Dua belas tahun setelah nyaris kehilangan nyawa dalam kecelakaan pesawat, musisi Travis Barker mengaku masih dihantui ketakutan yang mendalam. Dalam sebuah wawancara terbaru, drummer Blink-182 itu menggambarkan hidupnya pasca-insiden 2008 bagaikan berada dalam film horor 'Final Destination'โselalu waspada, selalu merasa ajal akan segera menjemput.
Barker, yang kini berusia 50 tahun, menceritakan bagaimana ia menarik diri dari dunia luar setelah tragedi yang menewaskan empat orang dan hanya menyisakan dirinya serta sahabatnya, Adam Goldstein atau DJ AM, sebagai korban selamat. "Saya hanya bersembunyi. Saya sangat ketakutan. Saya hanya menunggu dampak di dalam bus. Saya seperti, 'Oh, saya berikutnya. Saya akan pergi kapan saja,'" ujarnya kepada People, menggambarkan kecemasan yang tak kunjung reda.
Beban psikologis Barker semakin berat ketika Goldstein meninggal dunia setahun kemudian akibat overdosis. Rasa bersalah penyintas (survivor's guilt) pun menghantuinya. "Kamu tidak akan pernah siap untuk itu. Kamu tidak akan pernah siap kehilangan salah satu sahabat terbaikmu, terutama seseorang yang baru saja selamat dari kecelakaan pesawat bersamaku," kenang musisi yang menikah dengan Kourtney Kardashian itu.

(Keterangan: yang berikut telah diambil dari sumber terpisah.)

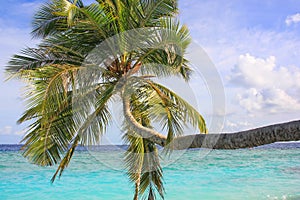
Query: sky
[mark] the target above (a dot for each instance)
(253, 44)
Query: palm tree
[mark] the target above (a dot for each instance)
(91, 55)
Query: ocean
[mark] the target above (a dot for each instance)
(267, 172)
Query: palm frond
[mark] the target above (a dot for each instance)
(54, 17)
(190, 114)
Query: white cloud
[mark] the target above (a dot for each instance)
(292, 19)
(269, 88)
(7, 130)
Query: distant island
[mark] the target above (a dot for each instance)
(289, 131)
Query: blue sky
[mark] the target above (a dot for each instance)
(254, 45)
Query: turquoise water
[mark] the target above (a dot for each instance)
(271, 172)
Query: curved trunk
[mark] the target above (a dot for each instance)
(144, 132)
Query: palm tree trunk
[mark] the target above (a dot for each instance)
(137, 187)
(245, 139)
(145, 132)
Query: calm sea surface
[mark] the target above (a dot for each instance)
(269, 172)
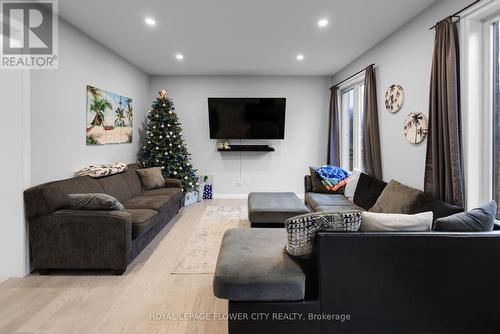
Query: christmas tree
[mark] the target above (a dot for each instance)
(163, 144)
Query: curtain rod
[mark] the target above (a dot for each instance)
(457, 14)
(352, 76)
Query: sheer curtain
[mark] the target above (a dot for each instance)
(333, 155)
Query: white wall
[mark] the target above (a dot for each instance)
(306, 129)
(404, 58)
(59, 102)
(44, 137)
(14, 170)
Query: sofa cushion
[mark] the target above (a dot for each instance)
(367, 191)
(343, 208)
(161, 191)
(386, 222)
(398, 198)
(320, 200)
(480, 219)
(132, 179)
(253, 267)
(274, 207)
(116, 186)
(151, 178)
(439, 208)
(142, 220)
(149, 202)
(55, 193)
(93, 201)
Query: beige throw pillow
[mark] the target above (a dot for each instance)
(387, 222)
(151, 178)
(398, 198)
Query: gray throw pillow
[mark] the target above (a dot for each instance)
(93, 201)
(479, 219)
(151, 178)
(398, 198)
(396, 222)
(301, 230)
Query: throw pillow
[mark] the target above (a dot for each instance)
(350, 187)
(318, 186)
(479, 219)
(385, 222)
(151, 178)
(301, 230)
(398, 198)
(439, 208)
(93, 201)
(367, 191)
(102, 170)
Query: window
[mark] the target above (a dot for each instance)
(480, 85)
(496, 111)
(351, 136)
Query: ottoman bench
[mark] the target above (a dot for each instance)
(258, 278)
(272, 209)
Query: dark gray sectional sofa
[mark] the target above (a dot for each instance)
(362, 282)
(79, 239)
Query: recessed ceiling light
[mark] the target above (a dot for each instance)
(323, 23)
(150, 21)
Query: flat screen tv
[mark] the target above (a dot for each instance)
(247, 118)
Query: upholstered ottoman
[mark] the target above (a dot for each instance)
(253, 267)
(272, 209)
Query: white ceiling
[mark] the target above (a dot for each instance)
(248, 37)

Perjalanan traumatis Barker kini diangkat dalam film dokumenter berjudul 'Travis Barker: Louder Than Fear' yang disutradarai Justin Krook dan Michael Dwyer. Para sineas menegaskan bahwa film ini bukan tentang 'mengatasi' trauma, melainkan tentang bagaimana seseorang belajar hidup berdampingan dengannya. "Perbedaan utama yang kami temukan selama pembuatan film ini adalah bahwa ini tidak selalu tentang mengatasi trauma, karena saya tidak berpikir Anda benar-benar mengatasinya. Anda benar-benar hidup dengannya," jelas Dwyer kepada People.
Barker juga mengakui bahwa ia kesulitan menghadapi kecelakaan tersebut karena sorotan publik yang begitu besar. Dalam wawancara dengan The Guardian, ia mengungkapkan dua hal yang paling sulit dihadapinya: "Pertama, jelas, terbakar 65 persen. Dan kedua, mengubur dua sahabat terbaikku dan dua pilot yang baru saja kukenal. Itu sulit."
Kisah Barker menyoroti pentingnya kesehatan mental, terutama bagi para penyintas trauma. Di Indonesia, kesadaran akan isu ini terus meningkat, namun stigma masih menjadi penghalang. Kisah seperti Barker dapat menjadi pengingat bahwa trauma bukanlah kelemahan, melainkan luka yang membutuhkan penanganan serupa dengan luka fisik. Dukungan dari keluarga, teman, dan profesional kesehatan mental menjadi krusial dalam proses pemulihan.
Dengan hadirnya dokumenter ini, publik diajak untuk melihat sisi rentan seorang musisi papan atas. Pertanyaannya, akankah keterbukaan Barker mampu mendorong lebih banyak figur publik untuk berani berbagi kisah trauma mereka? Atau justru menjadi pengingat bahwa bahkan di tengah ketenaran, luka batin bisa tetap membekas?